How do I avoid turning `Accessory` into `Accessoriesies`?
Anchor the match. In Regex mode, Find ^Accessory$ only changes cells equal to Accessory, leaving Accessories alone. Without anchors, a literal Find matches the prefix inside the longer word and double-suffixes it.
What does the replacements number mean?
It's the count of cells that changed, not occurrences. A category that appeared in 40 product rows shows 40 — a quick check that you caught the variant you expected. All occurrences within a single cell are replaced (global match), but that still counts as one cell.
Which file types and how big?
.csv, .tsv, and .txt, with delimiter auto-detection (handy for tab-delimited marketplace feeds). Free tier allows up to 2 MB / 500 rows; Pro lifts both. For large feeds, split with csv-row-splitter and recombine with csv-merger.
Is my supplier feed sent to a server?
No. Parsing and replacement run in your browser via PapaParse. Product data, costs, and supplier identifiers stay on-device. Only an anonymous run counter is stored server-side for signed-in dashboard stats, and you can opt out in settings.
After folding categories, how do I confirm the duplicates are gone?
Run csv-duplicate-finder on the category column to confirm only canonical values remain, or csv-sorter to eyeball them grouped. For broader feed cleanup (whitespace, empty rows) before mapping, csv-cleaner is the companion tool.
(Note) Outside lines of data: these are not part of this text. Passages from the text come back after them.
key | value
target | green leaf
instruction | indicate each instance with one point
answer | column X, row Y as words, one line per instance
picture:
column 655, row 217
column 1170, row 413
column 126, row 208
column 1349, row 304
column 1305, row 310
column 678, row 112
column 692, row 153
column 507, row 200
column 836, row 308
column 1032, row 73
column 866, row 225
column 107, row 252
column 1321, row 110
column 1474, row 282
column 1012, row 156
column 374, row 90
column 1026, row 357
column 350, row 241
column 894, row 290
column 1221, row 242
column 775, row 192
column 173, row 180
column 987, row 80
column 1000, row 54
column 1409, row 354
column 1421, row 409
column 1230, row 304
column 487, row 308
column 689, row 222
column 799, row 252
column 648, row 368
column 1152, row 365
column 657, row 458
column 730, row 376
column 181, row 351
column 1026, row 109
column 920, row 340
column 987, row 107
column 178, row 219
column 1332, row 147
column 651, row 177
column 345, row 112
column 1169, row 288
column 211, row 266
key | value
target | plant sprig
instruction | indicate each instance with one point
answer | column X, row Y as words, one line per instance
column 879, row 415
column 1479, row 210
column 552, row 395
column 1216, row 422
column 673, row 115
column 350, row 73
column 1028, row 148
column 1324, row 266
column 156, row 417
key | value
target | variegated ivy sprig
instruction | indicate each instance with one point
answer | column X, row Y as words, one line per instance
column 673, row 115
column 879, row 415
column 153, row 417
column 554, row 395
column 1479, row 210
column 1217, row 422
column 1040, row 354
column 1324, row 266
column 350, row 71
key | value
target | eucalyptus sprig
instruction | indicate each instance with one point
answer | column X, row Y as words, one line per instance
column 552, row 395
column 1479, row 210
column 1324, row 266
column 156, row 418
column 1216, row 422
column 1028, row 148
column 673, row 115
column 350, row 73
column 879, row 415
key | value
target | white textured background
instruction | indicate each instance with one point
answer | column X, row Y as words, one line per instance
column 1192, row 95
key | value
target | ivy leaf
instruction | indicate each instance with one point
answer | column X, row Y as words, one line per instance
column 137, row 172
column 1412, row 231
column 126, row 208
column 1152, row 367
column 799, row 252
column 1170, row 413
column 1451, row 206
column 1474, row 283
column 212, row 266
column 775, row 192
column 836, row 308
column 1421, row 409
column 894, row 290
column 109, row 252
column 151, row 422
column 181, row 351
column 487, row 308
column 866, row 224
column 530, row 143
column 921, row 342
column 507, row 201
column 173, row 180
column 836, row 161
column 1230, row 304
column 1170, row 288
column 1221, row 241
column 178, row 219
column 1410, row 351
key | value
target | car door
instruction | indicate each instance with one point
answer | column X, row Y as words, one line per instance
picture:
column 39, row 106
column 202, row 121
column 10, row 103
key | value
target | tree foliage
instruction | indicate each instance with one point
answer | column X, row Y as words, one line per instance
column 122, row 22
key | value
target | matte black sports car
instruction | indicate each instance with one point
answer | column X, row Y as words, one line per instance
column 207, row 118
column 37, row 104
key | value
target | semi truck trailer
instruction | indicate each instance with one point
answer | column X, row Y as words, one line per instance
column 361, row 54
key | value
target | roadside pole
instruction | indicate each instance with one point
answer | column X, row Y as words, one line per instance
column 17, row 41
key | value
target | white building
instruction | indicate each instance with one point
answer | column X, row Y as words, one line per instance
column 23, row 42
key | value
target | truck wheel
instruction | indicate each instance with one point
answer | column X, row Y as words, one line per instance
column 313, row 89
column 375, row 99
Can I script category normalisation for a recurring feed?
Yes. GET /api/v1/tools/csv-find-replace returns the option schema (find, replace, caseSensitive, useRegex); pair the @jadapps/runner and POST to 127.0.0.1:9789/v1/tools/csv-find-replace/run. Since each call is one pair, a normalisation pipeline strings together one runner call per regex pattern on each scheduled supplier export.
Privacy first
Processing runs locally in your browser with PapaParse. No file is uploaded — only metadata counters are saved for signed-in dashboard stats.